I enjoy the little pleasures of life now more than ever before. Even when I need to do a very distasteful job, I am reminded that if one day I am bound to a wheelchair, one of the hardest things will be that I won’t be able to serve my loved ones as I used to. I’ll miss being able to clean the bathroom or do the laundry or wash the dishes. Today is the day to enjoy the delights that may be gone tomorrow.

But really, I can only fully enjoy today because the question of my tomorrow is settled. Today has great significance. It could be my last. It will be the last for millions of people. We shrink from this line of thought, and call it morbid, but really, is it so morbid? Solemn, yes, but melancholy and distressing? Maybe it depends. It depends on what the future holds when there is no today left. For me, and for every person who has put their trust in the Lord Jesus to be forgiven of their sins, life is today, but the full enjoyment of eternal life is after today. I’m not eager to die, but I sure am eager to enter into the explosion of life that I’ll be enjoying with God in heaven, when this physical body dies. There’s just no comparison!
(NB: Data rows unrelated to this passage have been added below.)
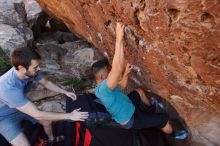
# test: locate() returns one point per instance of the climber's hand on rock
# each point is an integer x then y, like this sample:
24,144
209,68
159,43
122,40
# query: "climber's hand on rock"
71,95
128,69
119,31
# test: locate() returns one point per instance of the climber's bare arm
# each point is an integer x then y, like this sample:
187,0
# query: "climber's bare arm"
124,81
118,59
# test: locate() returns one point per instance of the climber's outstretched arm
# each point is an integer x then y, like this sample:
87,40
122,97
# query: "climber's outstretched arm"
115,74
But how different it is for the people who have never believed that the Lord Jesus paid for their sins by His death on the cross. I remember how before I put my trust in Him, I was conscious that if I was to die, I would find myself in hell, the place of torment that God prepared for the devil and his angels, the place to which men and women choose to go when they reject the salvation that God provided through the Lord Jesus.

God gives great significance to today. 2 Corinthians 6:2 says, “Now is the day of salvation.” Today is the day to agree with God that we are sinners, and any good things we do can’t make up for the bad things we’ve already done. Today is the day to believe that the Lord Jesus paid for our sins by dying on the cross. Today is the day to receive “the gift of God…eternal life in Christ Jesus our Lord.” (Romans 6:23) Today is the day to decide about tomorrow.